The Boca Raton, FL-based West Boca Medical Center has expanded its neonatal intensive care unit by 10 beds, from 24 to 34. The $3.5 million, 3,200-square-foot addition to the NICU is important to the community, said Larry Coomes, the hospital's chief operating officer. In 2007 302 babies, more than 13% of the 2,254 deliveries at the medical center, were admitted to NICU with an average stay of one to six weeks. Coomes said women are having babies later in life, and some are becoming pregnant through in-vitro fertilization—two factors that increase the risk of premature birth.
A $257 million expansion and seismic-upgrade project for Seattle-based Harborview Medical Center is now nearing completion. The project began with voter-approved bond funding of $193 million in 2000. The project will mark a new step in Harborview's competition for "elective" and short-stay surgeries and procedures that have been identified as lucrative income-generators at other hospitals, say hospital representatives.
Thousands of University of California hospital and campus workers have authorized a strike as early as June unless UC pays them as much as others doing the same work elsewhere. The union represents nearly 20,000 hourly wage workers across UC's five hospitals and 10 campuses. The union and UC have been negotiating for 10 months, and the union wants minimum wage increased to $15 an hour, in addition to a 25% wage increase.
For the second time in three years, Soutwest Atlanta Hospital has opened with new owners. After two bankruptcies and several lawsuits, the hospital is again trying to win the faith of a community that has largely abandoned it. Many people in the community say the area needs a hospital, and they want to preserve the facilty's historic role. But years and competition and neglect drove people away from Southwest.
Registered nurses at Upland, PA-based Crozer-Chester Medical Center are calling for a strike if negotiations with management fail to produce a new contract. The nurse's present deal expires at June 4, and they have called for a three-day strike beginning June 5 if a deal is not reached. The nurses are seeking improved nurse-to-patient ratios, and are seeking resolutions to economic issues such as recruitment and retention of nurses, pension benefits, and healthcare costs.

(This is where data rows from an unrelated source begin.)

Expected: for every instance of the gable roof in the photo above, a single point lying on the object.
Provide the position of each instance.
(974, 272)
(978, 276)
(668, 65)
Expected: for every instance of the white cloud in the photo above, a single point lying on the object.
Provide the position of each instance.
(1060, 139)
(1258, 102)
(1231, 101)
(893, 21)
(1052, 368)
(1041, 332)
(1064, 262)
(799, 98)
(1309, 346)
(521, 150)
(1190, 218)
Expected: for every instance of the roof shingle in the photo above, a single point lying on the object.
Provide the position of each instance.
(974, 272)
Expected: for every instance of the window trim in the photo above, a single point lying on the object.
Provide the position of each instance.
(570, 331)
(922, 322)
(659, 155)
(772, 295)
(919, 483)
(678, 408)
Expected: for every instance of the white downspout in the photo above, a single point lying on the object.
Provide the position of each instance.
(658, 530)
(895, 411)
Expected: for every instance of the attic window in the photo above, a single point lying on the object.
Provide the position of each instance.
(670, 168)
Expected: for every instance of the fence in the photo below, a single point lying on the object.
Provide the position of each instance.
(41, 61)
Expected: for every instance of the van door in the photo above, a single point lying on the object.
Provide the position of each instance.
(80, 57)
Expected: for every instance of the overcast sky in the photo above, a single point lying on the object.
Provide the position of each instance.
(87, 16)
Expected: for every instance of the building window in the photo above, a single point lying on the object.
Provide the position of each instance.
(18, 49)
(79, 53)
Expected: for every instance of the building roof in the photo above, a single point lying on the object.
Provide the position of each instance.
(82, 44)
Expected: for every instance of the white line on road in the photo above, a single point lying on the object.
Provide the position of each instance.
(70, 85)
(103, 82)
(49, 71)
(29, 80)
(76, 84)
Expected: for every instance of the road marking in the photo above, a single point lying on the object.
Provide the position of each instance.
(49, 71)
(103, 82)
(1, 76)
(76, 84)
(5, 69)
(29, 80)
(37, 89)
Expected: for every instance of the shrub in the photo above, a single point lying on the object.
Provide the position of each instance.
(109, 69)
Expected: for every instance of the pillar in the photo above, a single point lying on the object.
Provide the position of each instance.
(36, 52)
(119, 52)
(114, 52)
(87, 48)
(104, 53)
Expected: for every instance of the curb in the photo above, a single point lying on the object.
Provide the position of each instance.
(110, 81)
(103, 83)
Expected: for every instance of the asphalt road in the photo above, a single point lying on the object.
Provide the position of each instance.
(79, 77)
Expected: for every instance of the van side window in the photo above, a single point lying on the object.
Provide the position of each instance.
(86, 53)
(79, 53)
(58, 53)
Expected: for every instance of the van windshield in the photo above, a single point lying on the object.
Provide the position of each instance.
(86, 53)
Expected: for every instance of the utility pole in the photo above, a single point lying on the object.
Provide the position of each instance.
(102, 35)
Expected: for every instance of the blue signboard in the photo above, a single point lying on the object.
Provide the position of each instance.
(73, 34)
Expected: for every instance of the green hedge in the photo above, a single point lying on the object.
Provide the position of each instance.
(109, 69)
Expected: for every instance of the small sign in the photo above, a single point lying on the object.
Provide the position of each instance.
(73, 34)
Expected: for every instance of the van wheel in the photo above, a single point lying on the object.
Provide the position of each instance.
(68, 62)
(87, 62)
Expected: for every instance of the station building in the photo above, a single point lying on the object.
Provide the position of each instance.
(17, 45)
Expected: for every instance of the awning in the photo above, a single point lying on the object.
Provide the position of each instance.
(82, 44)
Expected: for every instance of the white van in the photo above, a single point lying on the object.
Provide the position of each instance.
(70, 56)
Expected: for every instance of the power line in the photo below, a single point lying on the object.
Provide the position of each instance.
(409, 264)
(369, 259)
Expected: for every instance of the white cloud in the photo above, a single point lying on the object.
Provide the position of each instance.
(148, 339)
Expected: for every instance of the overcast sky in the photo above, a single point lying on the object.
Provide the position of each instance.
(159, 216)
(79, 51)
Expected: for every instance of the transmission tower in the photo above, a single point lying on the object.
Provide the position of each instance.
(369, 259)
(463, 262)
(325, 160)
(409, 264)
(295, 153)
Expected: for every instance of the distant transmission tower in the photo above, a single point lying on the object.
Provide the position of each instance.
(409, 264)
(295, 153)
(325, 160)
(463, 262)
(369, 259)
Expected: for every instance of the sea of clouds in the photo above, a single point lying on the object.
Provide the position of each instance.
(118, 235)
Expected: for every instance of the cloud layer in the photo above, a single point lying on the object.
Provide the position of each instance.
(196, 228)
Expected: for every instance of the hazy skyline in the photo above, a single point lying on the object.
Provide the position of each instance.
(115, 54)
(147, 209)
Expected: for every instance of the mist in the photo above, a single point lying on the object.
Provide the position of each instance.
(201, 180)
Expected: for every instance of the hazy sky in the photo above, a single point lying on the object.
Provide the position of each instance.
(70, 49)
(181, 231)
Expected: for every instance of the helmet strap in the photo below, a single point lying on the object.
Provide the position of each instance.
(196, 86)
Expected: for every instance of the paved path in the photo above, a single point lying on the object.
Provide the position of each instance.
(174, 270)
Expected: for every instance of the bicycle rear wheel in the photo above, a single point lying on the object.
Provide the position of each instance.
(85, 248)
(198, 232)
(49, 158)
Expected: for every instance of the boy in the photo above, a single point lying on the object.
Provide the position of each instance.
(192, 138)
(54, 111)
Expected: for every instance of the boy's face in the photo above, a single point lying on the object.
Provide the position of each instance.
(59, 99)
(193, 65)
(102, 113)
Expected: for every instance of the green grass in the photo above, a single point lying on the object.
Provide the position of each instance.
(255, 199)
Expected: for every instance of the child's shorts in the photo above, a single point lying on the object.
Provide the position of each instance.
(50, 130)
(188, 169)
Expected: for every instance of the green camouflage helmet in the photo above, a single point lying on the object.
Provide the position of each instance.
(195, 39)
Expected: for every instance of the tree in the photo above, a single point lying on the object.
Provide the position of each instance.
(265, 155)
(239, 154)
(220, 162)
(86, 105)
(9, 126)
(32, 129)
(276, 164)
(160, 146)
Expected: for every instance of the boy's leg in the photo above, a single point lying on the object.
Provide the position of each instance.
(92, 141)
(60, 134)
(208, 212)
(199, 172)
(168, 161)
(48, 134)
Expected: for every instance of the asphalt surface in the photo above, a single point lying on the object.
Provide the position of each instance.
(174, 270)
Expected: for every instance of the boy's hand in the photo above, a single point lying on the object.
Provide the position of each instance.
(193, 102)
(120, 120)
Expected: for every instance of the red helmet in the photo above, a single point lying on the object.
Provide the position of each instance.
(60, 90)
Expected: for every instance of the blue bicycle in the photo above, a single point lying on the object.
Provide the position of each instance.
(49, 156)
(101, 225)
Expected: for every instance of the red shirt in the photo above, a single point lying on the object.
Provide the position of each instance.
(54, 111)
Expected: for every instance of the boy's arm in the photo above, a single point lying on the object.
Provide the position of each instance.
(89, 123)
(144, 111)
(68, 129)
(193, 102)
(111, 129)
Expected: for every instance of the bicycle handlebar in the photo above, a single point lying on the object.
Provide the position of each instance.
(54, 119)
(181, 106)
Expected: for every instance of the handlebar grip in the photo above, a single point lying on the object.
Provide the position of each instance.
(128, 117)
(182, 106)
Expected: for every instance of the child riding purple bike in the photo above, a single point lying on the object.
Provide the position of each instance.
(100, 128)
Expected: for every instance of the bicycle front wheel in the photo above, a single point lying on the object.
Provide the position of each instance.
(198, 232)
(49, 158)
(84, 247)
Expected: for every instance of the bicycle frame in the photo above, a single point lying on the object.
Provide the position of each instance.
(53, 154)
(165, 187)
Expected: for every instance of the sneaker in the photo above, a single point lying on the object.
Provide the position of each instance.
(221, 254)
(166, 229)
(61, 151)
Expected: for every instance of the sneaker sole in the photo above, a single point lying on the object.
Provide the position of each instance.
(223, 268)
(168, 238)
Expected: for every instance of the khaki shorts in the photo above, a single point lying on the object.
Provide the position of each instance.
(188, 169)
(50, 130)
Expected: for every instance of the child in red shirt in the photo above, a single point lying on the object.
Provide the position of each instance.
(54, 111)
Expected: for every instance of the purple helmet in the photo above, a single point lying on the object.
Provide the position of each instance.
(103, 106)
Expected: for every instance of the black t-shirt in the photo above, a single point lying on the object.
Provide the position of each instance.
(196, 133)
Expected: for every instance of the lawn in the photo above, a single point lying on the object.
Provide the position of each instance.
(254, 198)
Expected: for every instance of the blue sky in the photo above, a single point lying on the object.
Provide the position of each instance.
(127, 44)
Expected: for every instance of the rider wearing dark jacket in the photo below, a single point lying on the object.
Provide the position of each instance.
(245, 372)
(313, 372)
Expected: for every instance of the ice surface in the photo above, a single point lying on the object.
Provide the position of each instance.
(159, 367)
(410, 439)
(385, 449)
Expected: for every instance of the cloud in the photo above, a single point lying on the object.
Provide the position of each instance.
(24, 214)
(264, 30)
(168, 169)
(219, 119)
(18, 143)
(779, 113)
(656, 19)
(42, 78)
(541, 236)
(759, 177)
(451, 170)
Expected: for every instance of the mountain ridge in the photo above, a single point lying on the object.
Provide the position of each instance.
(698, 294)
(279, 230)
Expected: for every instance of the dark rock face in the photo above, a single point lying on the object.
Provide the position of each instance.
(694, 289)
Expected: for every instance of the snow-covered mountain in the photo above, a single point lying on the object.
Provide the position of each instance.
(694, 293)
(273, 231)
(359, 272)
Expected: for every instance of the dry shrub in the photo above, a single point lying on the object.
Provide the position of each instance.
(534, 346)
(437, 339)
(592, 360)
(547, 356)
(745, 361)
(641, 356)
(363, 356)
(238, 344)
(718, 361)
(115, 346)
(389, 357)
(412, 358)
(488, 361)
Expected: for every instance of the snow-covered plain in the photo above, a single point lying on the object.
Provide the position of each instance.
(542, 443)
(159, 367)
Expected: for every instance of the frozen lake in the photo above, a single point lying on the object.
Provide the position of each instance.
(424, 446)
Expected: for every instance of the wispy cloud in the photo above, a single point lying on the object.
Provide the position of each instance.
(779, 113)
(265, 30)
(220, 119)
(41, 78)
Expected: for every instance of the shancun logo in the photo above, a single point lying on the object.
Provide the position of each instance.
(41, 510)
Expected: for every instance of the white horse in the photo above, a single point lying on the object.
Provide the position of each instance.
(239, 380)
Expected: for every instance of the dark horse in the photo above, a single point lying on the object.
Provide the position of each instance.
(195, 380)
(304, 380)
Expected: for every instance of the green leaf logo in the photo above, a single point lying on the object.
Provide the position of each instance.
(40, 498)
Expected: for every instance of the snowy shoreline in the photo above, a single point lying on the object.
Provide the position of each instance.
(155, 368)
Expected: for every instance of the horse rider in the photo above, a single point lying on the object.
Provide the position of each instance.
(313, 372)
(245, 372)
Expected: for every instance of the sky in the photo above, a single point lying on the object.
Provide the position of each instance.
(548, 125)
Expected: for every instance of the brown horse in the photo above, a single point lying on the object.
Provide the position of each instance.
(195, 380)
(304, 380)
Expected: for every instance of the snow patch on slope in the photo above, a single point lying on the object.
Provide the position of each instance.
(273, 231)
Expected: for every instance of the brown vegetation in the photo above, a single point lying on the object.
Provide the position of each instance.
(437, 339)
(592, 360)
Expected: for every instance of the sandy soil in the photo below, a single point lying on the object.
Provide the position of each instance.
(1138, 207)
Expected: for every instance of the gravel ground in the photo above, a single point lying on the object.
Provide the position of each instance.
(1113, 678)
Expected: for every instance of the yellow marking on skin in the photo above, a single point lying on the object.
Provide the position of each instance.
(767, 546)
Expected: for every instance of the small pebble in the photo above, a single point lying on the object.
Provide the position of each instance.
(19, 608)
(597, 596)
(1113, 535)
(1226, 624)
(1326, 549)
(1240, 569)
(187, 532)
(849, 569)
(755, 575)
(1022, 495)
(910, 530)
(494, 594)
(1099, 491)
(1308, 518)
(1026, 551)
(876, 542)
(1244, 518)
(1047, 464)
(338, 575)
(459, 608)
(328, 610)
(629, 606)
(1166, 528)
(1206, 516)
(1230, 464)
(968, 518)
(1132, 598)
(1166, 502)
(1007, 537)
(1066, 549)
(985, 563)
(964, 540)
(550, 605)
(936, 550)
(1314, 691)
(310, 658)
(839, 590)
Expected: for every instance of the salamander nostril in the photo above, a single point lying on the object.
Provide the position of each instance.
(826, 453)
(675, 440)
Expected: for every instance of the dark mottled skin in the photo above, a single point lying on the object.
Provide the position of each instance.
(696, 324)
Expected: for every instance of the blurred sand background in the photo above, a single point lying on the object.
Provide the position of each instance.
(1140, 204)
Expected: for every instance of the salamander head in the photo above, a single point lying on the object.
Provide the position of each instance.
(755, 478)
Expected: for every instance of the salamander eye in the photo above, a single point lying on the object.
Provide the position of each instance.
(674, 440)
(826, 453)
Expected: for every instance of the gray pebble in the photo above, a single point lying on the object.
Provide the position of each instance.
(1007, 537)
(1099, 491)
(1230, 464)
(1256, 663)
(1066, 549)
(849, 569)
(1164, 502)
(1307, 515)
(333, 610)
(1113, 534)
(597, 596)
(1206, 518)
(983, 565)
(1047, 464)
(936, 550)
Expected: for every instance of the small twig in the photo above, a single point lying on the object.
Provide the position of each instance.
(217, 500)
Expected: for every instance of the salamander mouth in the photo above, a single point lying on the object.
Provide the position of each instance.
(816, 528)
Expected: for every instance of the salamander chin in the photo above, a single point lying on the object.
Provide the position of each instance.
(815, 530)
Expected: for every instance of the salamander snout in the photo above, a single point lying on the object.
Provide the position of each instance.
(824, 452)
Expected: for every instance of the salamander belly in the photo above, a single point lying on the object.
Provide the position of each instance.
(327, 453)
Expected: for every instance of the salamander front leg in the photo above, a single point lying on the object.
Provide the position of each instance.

Whether there are enough doctors to care for patients, particularly if the nation moves toward a new scheme for universal health coverage, is the elephant in the room of the presidential campaign debate on health reform, says Joseph B. Martin, PhD, in his column for the Boston Globe. The solution will require educating doctors and care givers in new collaborative ways, as well as developing new models of healthcare delivery that focus on teamwork, he says.